Michigan courts have not decided a case factually similar to the case before us. They have, however, dealt with the problem of mutuality of remedy and its role in the application of collateral estoppel.2
The Supreme Court has commented on mutuality and held that it was not to be the controlling factor in collateral estoppel. In so holding, the Court said in DePolo v. Grieg (1954), 338 Mich 703:
“Aside from the principles of mutuality, plaintiffs have asserted no reasons why collateral estoppel should not be applied as barring this action against the present defendant.”

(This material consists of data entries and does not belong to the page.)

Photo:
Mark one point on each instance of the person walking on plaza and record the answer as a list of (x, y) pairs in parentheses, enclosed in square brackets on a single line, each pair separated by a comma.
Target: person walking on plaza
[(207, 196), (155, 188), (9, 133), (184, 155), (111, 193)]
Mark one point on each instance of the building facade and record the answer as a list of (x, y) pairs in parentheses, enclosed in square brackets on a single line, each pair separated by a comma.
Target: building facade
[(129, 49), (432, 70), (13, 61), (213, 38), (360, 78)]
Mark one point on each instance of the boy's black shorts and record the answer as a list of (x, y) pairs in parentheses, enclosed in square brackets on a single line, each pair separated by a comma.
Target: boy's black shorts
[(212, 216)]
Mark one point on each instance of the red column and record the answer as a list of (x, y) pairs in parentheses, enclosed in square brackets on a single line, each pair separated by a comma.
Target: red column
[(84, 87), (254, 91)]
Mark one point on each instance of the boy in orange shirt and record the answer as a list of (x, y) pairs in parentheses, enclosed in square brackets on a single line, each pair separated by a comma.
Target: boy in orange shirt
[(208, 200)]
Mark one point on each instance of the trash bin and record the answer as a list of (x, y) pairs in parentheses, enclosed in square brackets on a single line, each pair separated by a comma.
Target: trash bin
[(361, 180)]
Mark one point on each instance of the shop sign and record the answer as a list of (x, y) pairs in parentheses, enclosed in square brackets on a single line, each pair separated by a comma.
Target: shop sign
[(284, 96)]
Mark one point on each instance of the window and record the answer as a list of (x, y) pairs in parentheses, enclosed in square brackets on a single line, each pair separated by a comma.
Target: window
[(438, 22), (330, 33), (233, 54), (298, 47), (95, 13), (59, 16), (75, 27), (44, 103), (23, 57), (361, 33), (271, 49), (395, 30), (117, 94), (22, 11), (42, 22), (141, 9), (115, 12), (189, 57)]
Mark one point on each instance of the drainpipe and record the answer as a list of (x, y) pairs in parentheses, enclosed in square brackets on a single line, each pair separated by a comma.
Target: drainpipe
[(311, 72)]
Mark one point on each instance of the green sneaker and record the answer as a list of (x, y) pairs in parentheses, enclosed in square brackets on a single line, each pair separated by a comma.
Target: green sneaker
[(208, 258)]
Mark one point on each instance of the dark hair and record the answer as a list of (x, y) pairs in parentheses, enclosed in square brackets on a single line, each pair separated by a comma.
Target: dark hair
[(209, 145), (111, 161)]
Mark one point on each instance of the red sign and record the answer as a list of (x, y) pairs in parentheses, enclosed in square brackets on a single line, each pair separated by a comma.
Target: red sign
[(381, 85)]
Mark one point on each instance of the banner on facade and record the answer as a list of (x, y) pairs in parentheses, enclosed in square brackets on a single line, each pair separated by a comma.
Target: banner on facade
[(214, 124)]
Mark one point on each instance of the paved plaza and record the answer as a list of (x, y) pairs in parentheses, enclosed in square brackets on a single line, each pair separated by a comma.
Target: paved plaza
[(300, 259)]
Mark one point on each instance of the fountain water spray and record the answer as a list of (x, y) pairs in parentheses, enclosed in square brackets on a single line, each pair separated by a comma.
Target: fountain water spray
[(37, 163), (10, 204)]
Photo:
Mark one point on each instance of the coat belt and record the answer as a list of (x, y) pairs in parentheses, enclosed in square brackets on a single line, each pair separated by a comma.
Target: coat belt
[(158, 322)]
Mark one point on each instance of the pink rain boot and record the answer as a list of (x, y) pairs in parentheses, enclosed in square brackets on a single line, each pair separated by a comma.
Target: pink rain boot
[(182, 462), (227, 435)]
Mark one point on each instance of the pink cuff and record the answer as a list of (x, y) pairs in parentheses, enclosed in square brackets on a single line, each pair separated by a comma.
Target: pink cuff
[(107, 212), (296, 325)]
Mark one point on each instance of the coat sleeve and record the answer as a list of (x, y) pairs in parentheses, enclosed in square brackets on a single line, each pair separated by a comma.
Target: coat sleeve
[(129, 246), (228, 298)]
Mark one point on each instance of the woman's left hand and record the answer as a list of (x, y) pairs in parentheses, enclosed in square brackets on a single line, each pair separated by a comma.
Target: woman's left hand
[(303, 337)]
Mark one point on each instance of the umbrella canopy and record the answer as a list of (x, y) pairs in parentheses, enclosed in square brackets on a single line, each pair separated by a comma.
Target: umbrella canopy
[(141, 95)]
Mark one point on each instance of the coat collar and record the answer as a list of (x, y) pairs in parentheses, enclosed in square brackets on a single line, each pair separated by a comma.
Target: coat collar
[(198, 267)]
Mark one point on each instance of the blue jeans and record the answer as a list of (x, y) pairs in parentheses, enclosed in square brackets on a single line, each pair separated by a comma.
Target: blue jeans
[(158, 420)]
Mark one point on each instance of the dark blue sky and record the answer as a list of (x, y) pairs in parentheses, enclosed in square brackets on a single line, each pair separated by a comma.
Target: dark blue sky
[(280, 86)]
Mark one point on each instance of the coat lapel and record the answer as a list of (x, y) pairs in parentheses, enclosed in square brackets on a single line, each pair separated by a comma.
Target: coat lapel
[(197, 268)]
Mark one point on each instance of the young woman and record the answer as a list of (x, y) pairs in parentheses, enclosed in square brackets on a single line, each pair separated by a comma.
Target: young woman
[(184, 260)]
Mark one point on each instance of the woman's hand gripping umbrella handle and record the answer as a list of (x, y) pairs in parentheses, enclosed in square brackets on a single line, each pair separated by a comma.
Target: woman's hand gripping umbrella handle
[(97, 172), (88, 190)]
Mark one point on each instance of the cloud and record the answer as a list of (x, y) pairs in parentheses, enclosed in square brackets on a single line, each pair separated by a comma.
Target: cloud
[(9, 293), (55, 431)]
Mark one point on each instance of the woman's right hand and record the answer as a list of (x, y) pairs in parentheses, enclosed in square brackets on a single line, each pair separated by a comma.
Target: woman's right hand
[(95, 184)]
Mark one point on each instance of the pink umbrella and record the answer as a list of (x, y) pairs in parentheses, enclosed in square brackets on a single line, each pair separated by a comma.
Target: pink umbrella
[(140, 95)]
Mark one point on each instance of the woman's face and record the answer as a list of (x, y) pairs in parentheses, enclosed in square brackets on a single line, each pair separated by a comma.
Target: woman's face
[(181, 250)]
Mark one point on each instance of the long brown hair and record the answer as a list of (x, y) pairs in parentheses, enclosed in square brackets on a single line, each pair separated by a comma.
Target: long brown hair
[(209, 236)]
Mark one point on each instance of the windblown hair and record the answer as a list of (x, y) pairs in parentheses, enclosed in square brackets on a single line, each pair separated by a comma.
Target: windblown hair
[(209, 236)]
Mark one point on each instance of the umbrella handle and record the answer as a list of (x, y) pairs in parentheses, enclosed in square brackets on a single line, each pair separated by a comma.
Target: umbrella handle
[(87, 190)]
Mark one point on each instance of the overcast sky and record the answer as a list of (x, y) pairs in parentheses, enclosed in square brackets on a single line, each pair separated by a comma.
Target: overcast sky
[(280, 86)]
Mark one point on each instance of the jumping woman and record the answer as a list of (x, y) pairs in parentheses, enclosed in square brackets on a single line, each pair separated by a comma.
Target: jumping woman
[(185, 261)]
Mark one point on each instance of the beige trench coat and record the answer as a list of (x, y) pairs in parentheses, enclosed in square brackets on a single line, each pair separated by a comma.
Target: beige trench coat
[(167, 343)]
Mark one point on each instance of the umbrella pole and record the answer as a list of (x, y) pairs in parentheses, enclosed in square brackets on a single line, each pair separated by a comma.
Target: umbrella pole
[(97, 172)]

In reducing the effect of mutuality the Court did not define in DePolo what principles would control collateral estoppel. However, long before DePolo, *146the Court emphasized through Justice Cooley that “estoppel does not depend upon technicalities, but rests in broad principles of justice * * * ”.3
It cannot be said that every case in which the result was formerly justified on the grounds of “lack of mutuality” must now be decided differently, even though it can be brought within the general language of the Bernhard doctrine.4
Collateral estoppel is essentially a procedural tool designed to conserve judicial resources and to insure consistent decisions on the same issues and facts. But its use is not to be indiscriminate. There are some instances when the foregoing considerations must yield to the demands of justice to particular litigants.5
In some cases it would seem unjust to estop a defendant from relitigating his liability to several plaintiffs. For example, if a defendant wearied of winning six law suits seriatim determining his negligence in a particular incident and failed to defend a seventh suit, to allow, say the remaining ten plaintiffs to preclude his defense in later suits on the theory of estoppel would seem inequitable, whatever the considerations of judicial resources or consistent results. Yet there are instances when it is equally unfair to require multitudinous plaintiffs to try the issue separately. See United States v. United States Airlines, Inc. (ED Wash, 1962), 216 F Supp 709.
*147In onr view the application of estoppel is best left to the discretion of the trial judge who, guided by “broad principles of justice,” would weigh the interests of the litigants and the efficient administration of justice.
The opinion of the trial judge in this case indicates that he considered himself precluded from holding the defendant estopped to dispute the claim of the interests other than Anna Sue Collins. We hold that he was free to do so or not as, in his discretion, the ends of justice require.
Remanded for reconsideration in light of this opinion.
No costs.
' ' Miller, J. concurred.See eases cited in United States v. United States Airlines, Inc., (ED Wash, 1902), 216 F Supp 709, 726.
Sophins v. Avery (1891), 87 Mich 551; Krolick v. Curry (1907), 148 Mich 214; DePolo v. Grieg (1954), 338 Mich 703; Jones v. Chambers (1958), 353 Mich 674.
Fifield v. Edwards (1878), 39 Mich 264.
See generally Currie, Mutuality of Collateral Estoppel: Limits of the Bernhard Doctrine, 9 Stan L Rev 281 (1957).
The wry observation of Jeremy Bentham might well be kept in mind in applying estoppel or not:
“One is tempted however to ask, whether justice be a thing worth having or not? And if it be, at what time is it desirable that litigation should be at an end? After justice is done, or before?” Bentham, The Rationale of Judicial Evidence, in 7 Works of Jeremy Bentham 172 (Bowring ed 1843). Cited in footnote No 17, 9 Stan L Rev 281, 288 (1957).